Improve Visibility into Operations Using Business Activity Monitoring Tools

By Tracey Schelmetic

It's a challenge every business faces eventually: keeping your customers during an economic downturn. You may not have the marketing budget to prospect for more customers, and you may not have the budget to launch new, flashy product lines, but you have no choice about one thing: you need to keep the customers you have. In other words, you need to figure out how to prevent churn, oftentimes with fewer human and technology resources than you had just a few months ago.

So what advantage is it that the companies who manage to do just this have over the companies that don't? Best-in-class performance, according to a white paper from Aberdeen Group. Easy to say, but what does this actually entail?

To determine the top performers, Aberdeen Group used aggregated performance index metrics based on a set of 12 key performance indicators. Indicators of top performers included the following:

--Six and a half times higher year-over-year improvement in customer operations performance versus other companies

--Five times higher year over year improvement in sales operations performance over other companies

--Six times higher year over year improvement in service operations performance

These top performers were also 84 percent more likely to use operational forecast tools as part of their sales and customer-facing management process; 38 percent more likely to have automated the tracking of operational performance versus department and company goals; and 79 percent more likely to enable access to and analysis of operational data within an hour or less of business activity taking place.
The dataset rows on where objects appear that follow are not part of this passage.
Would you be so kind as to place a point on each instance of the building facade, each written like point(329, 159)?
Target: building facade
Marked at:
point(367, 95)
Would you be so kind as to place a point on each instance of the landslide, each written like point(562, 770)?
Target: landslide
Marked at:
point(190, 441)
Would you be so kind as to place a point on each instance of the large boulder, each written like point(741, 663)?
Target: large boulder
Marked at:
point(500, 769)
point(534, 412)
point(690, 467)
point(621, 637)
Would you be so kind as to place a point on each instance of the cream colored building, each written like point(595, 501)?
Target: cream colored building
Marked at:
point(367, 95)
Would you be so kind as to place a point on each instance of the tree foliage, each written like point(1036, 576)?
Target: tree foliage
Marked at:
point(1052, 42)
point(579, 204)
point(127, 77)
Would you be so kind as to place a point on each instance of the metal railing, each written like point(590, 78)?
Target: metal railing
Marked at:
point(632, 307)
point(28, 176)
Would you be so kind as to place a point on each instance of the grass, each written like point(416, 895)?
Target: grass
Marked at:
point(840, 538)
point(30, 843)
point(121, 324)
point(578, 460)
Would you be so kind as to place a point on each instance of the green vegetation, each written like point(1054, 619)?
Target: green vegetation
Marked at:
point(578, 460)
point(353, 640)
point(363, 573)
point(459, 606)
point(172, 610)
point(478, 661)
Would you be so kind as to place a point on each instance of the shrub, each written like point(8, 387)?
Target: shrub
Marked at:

What these companies have, essentially, is information. Not just any information, but the right information via effective use of business intelligence software. Top-performing companies are more likely to focus on business intelligence investments on operational requirements and use real-time or near real-time data sources to address day-to-day business processes.

To accomplish this, according to a 2007 Aberdeen Group study, must first address a number of questions, including understanding what data to use to generate intelligence, having the proper skills to interpret the analysis yielded by business intelligence solutions, understanding the timing of the decision making, and understanding how to use the data to generate meaningful reports that are relevant to the business.
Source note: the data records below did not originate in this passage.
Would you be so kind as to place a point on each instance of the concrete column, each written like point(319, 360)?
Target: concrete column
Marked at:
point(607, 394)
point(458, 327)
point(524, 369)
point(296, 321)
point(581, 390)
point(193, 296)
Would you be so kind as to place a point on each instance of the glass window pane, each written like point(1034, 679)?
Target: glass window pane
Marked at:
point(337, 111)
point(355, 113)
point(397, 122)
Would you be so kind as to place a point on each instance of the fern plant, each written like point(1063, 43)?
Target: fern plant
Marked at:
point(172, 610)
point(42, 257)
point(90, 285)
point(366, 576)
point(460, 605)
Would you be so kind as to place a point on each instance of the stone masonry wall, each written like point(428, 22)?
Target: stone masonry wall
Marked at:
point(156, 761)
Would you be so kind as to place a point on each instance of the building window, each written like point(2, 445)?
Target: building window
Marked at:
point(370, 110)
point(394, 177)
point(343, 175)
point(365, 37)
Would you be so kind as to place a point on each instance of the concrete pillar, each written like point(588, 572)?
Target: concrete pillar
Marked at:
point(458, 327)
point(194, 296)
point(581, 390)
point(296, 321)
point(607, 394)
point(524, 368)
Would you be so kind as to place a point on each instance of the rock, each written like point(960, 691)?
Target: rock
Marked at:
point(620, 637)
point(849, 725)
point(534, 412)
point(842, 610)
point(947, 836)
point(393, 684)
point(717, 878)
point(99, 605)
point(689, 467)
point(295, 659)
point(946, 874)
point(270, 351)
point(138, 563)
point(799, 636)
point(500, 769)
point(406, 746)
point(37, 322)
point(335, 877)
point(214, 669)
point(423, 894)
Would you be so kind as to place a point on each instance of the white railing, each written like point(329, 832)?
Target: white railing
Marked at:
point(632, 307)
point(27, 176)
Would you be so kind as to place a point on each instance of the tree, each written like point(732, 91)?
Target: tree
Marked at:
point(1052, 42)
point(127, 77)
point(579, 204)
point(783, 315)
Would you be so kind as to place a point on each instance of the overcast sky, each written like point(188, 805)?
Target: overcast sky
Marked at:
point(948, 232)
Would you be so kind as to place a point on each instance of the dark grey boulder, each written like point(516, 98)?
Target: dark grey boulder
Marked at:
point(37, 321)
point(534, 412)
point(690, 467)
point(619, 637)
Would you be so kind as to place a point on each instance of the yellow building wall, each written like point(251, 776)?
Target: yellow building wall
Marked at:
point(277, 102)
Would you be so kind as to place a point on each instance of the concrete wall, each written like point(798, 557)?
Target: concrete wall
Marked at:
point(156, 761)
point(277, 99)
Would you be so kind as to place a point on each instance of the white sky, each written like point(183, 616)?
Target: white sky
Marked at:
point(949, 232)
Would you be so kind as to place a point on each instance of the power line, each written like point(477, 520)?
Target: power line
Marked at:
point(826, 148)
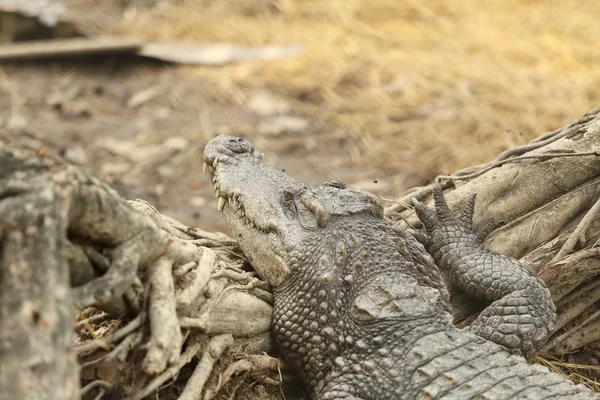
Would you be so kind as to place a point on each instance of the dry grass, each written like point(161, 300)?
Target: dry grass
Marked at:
point(433, 85)
point(578, 373)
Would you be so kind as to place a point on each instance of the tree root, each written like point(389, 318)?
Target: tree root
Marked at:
point(545, 212)
point(161, 303)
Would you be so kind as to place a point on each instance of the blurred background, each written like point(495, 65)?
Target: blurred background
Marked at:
point(380, 94)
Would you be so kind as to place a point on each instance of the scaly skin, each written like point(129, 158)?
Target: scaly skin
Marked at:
point(361, 310)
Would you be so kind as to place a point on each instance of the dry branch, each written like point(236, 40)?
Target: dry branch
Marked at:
point(167, 297)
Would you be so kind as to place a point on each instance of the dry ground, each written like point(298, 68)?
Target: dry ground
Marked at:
point(386, 94)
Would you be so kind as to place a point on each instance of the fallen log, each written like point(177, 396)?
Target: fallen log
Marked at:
point(155, 302)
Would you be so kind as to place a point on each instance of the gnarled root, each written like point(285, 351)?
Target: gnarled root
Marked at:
point(178, 294)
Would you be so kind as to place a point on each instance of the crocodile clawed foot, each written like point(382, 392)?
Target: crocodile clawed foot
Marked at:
point(441, 222)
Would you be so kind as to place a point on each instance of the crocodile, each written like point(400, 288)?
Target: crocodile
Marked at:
point(361, 310)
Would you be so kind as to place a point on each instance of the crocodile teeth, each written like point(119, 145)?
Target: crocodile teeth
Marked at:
point(220, 204)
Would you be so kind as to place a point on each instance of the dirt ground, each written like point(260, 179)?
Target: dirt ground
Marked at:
point(383, 97)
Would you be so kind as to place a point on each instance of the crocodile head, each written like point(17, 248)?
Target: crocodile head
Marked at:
point(268, 211)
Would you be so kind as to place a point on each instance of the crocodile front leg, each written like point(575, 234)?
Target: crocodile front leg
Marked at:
point(522, 314)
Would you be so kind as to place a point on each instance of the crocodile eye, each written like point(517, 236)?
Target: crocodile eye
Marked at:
point(289, 206)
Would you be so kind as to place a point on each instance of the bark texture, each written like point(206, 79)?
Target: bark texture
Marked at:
point(151, 297)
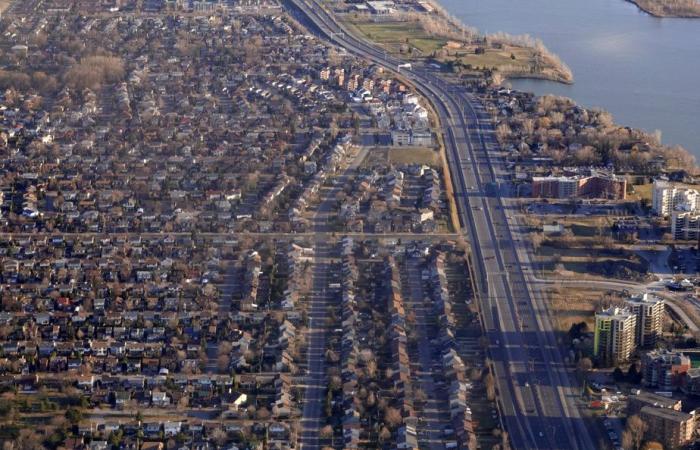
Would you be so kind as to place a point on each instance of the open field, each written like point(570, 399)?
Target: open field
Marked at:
point(591, 263)
point(642, 191)
point(413, 155)
point(402, 155)
point(411, 40)
point(394, 34)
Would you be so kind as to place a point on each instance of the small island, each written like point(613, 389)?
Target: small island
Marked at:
point(669, 8)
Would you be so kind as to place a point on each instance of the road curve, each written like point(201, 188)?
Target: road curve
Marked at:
point(535, 391)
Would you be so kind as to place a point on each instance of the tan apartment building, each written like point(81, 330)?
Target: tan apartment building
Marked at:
point(649, 310)
point(614, 338)
point(673, 429)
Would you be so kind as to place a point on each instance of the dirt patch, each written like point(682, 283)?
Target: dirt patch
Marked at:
point(414, 155)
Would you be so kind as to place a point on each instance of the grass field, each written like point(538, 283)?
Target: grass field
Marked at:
point(642, 191)
point(394, 34)
point(498, 58)
point(416, 155)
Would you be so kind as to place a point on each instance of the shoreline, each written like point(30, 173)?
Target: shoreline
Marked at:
point(563, 74)
point(536, 76)
point(663, 15)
What top performing companies have over other companies (classified as “average” and “laggard”) is essentially speed. Speed in understanding their business intelligence data and being able to implement it and use it in a timely way to make a difference in business processes and operations. What's important, however, is to first understand the wide number of metrics a call center generates, how variance in them affects contact center processes, and how they can be improved.

Aberdeen Group offers some best-in-class models that take into consideration the wide variety of key performance indicators (KPIs) and how changes in contact center processes can affect them. Each contact center has a unique pulse: a combination of its people, its goals, its internal communications, its business processes, its performance indicators and the data it generates. Understanding these processes – taking the “vital signs” of the contact center and understanding how to improve them via business intelligence – is what sets the winners who keep their customers from the average performers who watch their customers walk away without knowing why.